Sunday, June 19, 2005

Feeding the Bear

Ed Seigel gives the pronouncement on Boston Theatre on Sunday and you'll never guess who is at the top of the list!

Well, you probably will guess, it is the American Repertory Theatre.

There are two significant measurements for a theater community. One: Does it satisfy the needs of local theatergoers? Each season for the past seven or eight years the answer has been an increasingly definitive ''yes."
The bar is higher for the second measurement. What if theater lovers from outside the area came to town and said, ''Take me to some shows that make Boston theater special." That might not show Boston theater in as flattering a light.

But here's how I would answer the challenge:

I would take them to anything at the American Repertory Theatre, which has pursued a very strong aesthetic in the three years that Robert Woodruff, Rob Orchard, and Gideon Lester have been in charge.

He praises the larger and more established theatres. The Huntington takes some knocks, but Nicholas Martin escapes as their hero. Although it is very apparent that Mr. Seigel is hungry for more "star" appearances such as Nathan Lane and Andrea Martin on the Huntington stages.

The Lyric has been putting together some great seasons, and this coming one is no exception, so I am glad that they are listed.

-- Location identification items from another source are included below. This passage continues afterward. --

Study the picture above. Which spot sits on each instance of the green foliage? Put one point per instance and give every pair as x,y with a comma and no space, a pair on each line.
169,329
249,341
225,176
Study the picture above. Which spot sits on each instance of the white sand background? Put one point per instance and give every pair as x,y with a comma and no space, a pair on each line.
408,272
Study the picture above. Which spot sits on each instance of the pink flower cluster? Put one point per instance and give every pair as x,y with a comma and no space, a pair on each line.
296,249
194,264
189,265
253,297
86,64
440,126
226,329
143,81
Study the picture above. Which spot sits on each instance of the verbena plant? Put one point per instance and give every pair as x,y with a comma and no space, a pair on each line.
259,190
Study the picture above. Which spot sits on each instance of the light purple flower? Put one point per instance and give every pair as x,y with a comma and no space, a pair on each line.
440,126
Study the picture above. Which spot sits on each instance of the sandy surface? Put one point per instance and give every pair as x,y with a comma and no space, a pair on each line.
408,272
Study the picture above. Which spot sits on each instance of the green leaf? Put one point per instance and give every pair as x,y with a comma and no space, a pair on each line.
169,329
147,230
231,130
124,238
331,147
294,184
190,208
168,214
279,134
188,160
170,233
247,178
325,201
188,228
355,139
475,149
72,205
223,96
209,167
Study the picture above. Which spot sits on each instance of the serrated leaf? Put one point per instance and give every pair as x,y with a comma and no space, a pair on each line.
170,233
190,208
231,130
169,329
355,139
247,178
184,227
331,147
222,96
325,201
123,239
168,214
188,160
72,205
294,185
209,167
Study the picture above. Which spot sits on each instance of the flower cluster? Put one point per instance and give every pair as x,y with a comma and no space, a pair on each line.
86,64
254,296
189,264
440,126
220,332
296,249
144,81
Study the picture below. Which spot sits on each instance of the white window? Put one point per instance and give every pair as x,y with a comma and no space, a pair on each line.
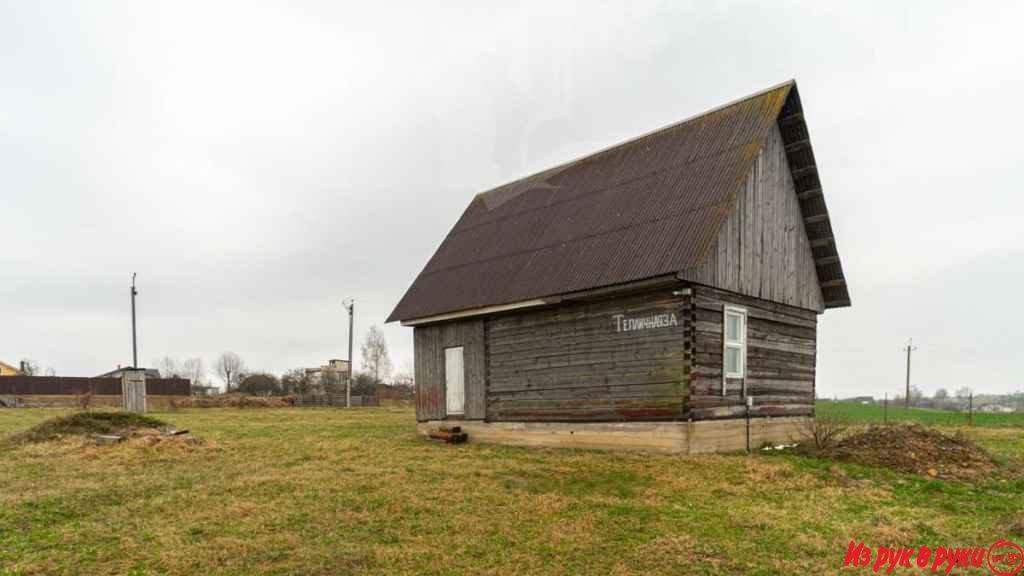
455,381
734,344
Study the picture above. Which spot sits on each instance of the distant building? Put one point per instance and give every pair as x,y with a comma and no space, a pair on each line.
8,370
150,372
334,367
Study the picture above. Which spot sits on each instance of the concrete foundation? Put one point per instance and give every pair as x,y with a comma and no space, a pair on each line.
668,438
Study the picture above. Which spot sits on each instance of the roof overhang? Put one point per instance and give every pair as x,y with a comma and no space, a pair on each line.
812,202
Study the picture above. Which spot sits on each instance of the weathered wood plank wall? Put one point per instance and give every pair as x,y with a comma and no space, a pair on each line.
580,361
430,342
762,249
780,358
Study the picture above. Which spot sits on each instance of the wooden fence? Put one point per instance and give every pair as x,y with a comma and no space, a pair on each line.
335,400
70,385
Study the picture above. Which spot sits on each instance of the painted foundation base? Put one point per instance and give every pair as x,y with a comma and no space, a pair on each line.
669,438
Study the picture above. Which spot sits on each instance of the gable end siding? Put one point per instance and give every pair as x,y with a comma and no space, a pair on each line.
762,250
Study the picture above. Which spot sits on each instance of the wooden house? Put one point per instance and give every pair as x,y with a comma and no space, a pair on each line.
659,294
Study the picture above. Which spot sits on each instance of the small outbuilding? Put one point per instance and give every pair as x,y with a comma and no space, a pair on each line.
660,294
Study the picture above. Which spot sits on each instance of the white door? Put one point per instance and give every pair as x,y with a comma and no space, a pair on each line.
455,381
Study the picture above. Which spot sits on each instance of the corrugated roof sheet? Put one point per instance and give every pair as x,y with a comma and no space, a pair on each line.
644,208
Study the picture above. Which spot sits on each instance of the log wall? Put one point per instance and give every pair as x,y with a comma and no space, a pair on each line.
780,358
611,360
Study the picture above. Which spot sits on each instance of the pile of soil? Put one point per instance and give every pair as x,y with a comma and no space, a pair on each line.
87,424
915,449
236,401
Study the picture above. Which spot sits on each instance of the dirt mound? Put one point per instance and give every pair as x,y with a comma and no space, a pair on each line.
915,449
87,424
236,401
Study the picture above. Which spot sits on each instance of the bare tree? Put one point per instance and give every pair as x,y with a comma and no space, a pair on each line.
229,367
29,367
169,367
376,360
194,370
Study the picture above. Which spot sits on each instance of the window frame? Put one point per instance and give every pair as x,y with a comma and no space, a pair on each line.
739,344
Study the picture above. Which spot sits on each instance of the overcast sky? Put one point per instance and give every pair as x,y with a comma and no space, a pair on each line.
256,163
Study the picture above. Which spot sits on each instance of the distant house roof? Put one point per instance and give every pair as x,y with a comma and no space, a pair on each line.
649,207
150,373
8,368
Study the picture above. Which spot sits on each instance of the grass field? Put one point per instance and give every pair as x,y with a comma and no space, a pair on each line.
896,413
325,491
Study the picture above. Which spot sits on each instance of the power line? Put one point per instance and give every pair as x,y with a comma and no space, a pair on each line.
908,348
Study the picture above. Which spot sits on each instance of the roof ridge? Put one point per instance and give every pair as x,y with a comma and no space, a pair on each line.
788,83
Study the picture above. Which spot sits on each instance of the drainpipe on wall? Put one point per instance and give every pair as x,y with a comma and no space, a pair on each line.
750,403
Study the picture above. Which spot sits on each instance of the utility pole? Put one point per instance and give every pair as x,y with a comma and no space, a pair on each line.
349,304
909,348
134,346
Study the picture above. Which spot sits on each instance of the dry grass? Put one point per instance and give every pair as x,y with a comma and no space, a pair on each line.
329,491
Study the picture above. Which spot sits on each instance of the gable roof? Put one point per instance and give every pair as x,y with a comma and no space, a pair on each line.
648,207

And the New Rep is truly bursting at the seams and it will be interesting to see what comes of the new space.

However, the smaller companies get incredibly short shrift in the article:

. . . and at the BCA

The hope was that as
the Sugan and SpeakEasy moved into the newer spaces that the older theaters would bring other companies to the fore. Zeitgeist Stage Company had an excellent production of Joe Penhall's clever British play, ''Blue/Orange," but I didn't see anything else to attract those hypothetical out-of-towners. Tony Kushner's ''Homebody/Kabul" by Boston Theatre Works was a particular disappointment.

(I have a whole dissection of the Homebody critical reception on earlier posts.)

So the smaller companies get brushed away with a wave of the hand. And the established conglomerates are fed table scraps from the critical buffet. So the secret to developing a world class theatre town is doing the best of what is done elsewhere. Oh, and also having lots of stars, and of course, we can't forget doing away with this laborious Boston trend of hiring local talent...(pleasant dreams local actors.)

One can make too much of developing a local scene. At its best -- Harold Pinter's ''The Homecoming" -- the Merrimack Repertory Theatre, which casts mostly from out of town, reminds you how refreshing it can be to not see the usual suspects.

Where is Ryan Landry in this article? Where is 11:11? Where is Rose Carlson and the great job she is doing running the Piano Factory, taking up the slack for the space lost from the closing of the Leland Center, and producing her Dragonfly Festival?

Something I have developed over the past few years is an understanding of critical distance. I used to be baffled at the mainstream critics' refusal to acknowledge smaller theatre. And in fact, I am still shaking my head when I see the Elliot Norton awards honor plays that have had long successful New York runs as "Fringe." (Another post I want to write about.)

However, after the Critics panel last year and reading so much about criticism over the last two years, I understand the danger of critical advocacy for a theatre scene and for a critic's reputation. It is hard for an Ed Seigel in a piece like this to be suggesting people go to see "anything" done at some of the smaller theatre companies, or fringe theatres around town. It is really hit or miss with most of us. And mind you, I am not making illogical exceptions for myself. But my question is, why feed the larger houses your advocacy, then?

It is apparent to anybody who follows the Boston Theatre Scene at all closely that the ART, while a risk taking company, has many missteps, and what is troubling is that I believe Ed Seigel thinks that there is always something redeeming in the production. A comment I have heard frequently is, "the set is almost worth the price of admission." Things like this trouble me because what starts to happen is a separation begins between companies without resources and those with resources.

The definition of "production value" starts to veer off the rails without an adjustment for ticket price. So, in this model advocacy of the American Repertory Theatre becomes less risky because the audience will believe it has gotten its money's worth some way or another. The more they pay, the less chance of being disappointed because at least they will have seen a Nathan Lane or maybe an incredible set. And they will have comfortable seats.

However, for the price of one ART ticket, they could see several Rough and Tumble, Company One, 11:11, or Devanaugh shows. I think basically it all comes out in a wash when looked at this way.

I think we will not grow-up until the climate of this theatre community becomes open to risk, adventure, and yes, potential for failure.